GET winlogbeat-*/_search
{
  "size": 1
}
{
  "took" : 5,
  "timed_out" : false,
  "_shards" : {
    "total" : 15,
    "successful" : 15,
    "skipped" : 0,
    "failed" : 0
  },
  "hits" : {
    "total" : {
      "value" : 10000,
      "relation" : "gte"
    },
    "max_score" : 1.0,
    "hits" : [
      {
        "_index" : "winlogbeat-7.16.2-2022.04.25-000001",
        "_id" : "Ck46YoABqSgL8mZZmXzr",
        "_score" : 1.0,
        "_source" : {
          "related" : {
            "user" : "XCH08$"
          },
          "event" : {
            "type" : [
              "admin"
            ],
            "action" : "logged-in-special",
            "created" : "2022-04-22T07:28:36.140Z",
            "outcome" : "success",
            "module" : "security",
            "category" : [
              "iam"
            ],
            "provider" : "Microsoft-Windows-Security-Auditing",
            "kind" : "event",
            "code" : "4672"
          },
          "log" : {
            "level" : "information"
          },
          "winlog" : {
            "event_id" : "4672",
            "channel" : "Security",
            "provider_name" : "Microsoft-Windows-Security-Auditing",
            "api" : "wineventlog",
            "record_id" : 10780874875,
            "provider_guid" : "{54849625-5478-4994-A5BA-3E3B0328C30D}",
            "process" : {
              "pid" : 704,
              "thread" : {
                "id" : 37328
              }
            },
            "computer_name" : "mbx04.test.local",
            "logon" : {
              "id" : "0x10b0d1201"
            },
            "event_data" : {
              "SubjectUserName" : "XCH08$",
              "PrivilegeList" : [
                "SeSecurityPrivilege",
                "SeBackupPrivilege",
                "SeRestorePrivilege",
                "SeTakeOwnershipPrivilege",
                "SeDebugPrivilege",
                "SeSystemEnvironmentPrivilege",
                "SeLoadDriverPrivilege",
                "SeImpersonatePrivilege"
              ],
              "SubjectUserSid" : "S-1-5-21-2155611120-281562227-2711537737-71738",
              "SubjectLogonId" : "0x10b0d1201",
              "SubjectDomainName" : "test"
            }
          },
          "tags" : [
            "forwarded",
            "logstash-beats",
            "logstash-elklog01",
            "beats_input_raw_event"
          ],
          "@version" : "1",
          "message" : "Special privileges assigned to new logon",
          "user" : {
            "name" : "xch08$",
            "domain" : "test",
            "id" : "S-1-5-21-2155611120-281562227-2711537737-71738"
          },
          "agent" : {
            "type" : "winlogbeat",
            "version" : "7.16.2",
            "id" : "8e535403-682e-4836-b9ec-fef7111dc479",
            "name" : "wec02",
            "ephemeral_id" : "31de5a80-2175-47db-ab00-5c5ea59dca93",
            "hostname" : "wec02"
          },
          "@timestamp" : "2022-04-22T07:28:34.276Z",
          "ecs" : {
            "version" : "1.12.0"
          },
          "host" : {
            "name" : "mbx04.test.local"
          }
        }
      }
    ]
  }
}

The section above IS the host.name.

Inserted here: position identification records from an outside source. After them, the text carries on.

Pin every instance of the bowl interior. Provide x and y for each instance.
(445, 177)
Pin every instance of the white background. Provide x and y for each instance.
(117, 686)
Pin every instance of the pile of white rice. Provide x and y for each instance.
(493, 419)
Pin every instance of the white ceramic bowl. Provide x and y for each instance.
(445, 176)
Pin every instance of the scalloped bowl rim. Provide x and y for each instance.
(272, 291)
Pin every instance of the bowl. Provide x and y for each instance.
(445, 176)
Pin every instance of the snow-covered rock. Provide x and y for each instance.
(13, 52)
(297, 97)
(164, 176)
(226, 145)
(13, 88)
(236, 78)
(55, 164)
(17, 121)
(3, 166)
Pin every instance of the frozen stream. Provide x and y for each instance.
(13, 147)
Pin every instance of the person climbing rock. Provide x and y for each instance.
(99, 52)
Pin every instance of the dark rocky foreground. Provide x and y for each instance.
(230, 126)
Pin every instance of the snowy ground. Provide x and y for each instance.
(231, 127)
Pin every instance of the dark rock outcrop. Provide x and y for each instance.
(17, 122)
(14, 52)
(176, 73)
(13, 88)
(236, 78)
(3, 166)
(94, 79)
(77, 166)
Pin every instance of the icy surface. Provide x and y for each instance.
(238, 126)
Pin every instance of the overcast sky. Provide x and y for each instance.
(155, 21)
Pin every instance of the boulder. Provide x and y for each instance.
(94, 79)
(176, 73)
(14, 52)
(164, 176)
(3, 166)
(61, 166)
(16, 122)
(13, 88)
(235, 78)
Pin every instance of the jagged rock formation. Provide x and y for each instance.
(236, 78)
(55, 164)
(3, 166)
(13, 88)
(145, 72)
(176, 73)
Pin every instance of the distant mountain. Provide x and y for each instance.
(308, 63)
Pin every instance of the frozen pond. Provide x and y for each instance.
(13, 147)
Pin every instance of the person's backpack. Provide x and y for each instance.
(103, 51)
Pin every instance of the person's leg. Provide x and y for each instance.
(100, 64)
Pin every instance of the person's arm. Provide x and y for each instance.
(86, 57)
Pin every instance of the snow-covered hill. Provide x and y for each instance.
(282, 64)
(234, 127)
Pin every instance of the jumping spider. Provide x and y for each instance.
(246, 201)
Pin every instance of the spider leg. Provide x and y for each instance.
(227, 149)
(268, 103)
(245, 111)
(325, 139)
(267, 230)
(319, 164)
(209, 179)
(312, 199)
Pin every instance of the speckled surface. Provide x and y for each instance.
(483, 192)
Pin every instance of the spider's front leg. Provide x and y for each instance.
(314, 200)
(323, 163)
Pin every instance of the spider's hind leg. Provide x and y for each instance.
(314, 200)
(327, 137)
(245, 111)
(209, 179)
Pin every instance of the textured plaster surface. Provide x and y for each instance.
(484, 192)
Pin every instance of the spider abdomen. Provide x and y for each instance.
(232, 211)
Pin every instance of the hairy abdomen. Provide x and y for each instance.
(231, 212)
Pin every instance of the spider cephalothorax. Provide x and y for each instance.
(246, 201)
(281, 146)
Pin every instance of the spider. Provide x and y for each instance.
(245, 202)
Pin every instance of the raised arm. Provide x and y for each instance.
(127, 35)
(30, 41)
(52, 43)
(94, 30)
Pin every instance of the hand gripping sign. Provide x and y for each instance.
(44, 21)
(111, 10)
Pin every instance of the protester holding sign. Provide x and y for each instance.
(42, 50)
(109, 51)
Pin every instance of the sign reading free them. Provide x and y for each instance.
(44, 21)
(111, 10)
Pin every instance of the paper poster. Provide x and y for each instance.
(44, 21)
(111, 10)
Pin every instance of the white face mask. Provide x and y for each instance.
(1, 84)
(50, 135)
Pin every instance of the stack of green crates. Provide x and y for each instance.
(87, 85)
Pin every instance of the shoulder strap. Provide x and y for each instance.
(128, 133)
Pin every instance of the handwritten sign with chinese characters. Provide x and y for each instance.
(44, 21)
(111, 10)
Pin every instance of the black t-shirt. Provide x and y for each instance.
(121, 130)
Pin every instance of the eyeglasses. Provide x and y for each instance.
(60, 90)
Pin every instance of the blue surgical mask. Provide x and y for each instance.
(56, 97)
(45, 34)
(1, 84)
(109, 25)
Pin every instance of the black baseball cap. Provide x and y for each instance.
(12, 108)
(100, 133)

You may not realize it because it is expressed as a JSON object.

Same holds true for related.user:

So it does exist. Then im still not clear on why it does not work.

Because you are asking the ML job to also use process.name, but that field does not exist in your data. There is a winlog.process.pid field, but no process.name field.

Therefore, to @James_Gowdy's original statement, the problem occurs when a field is referenced but doesn't exist in the data.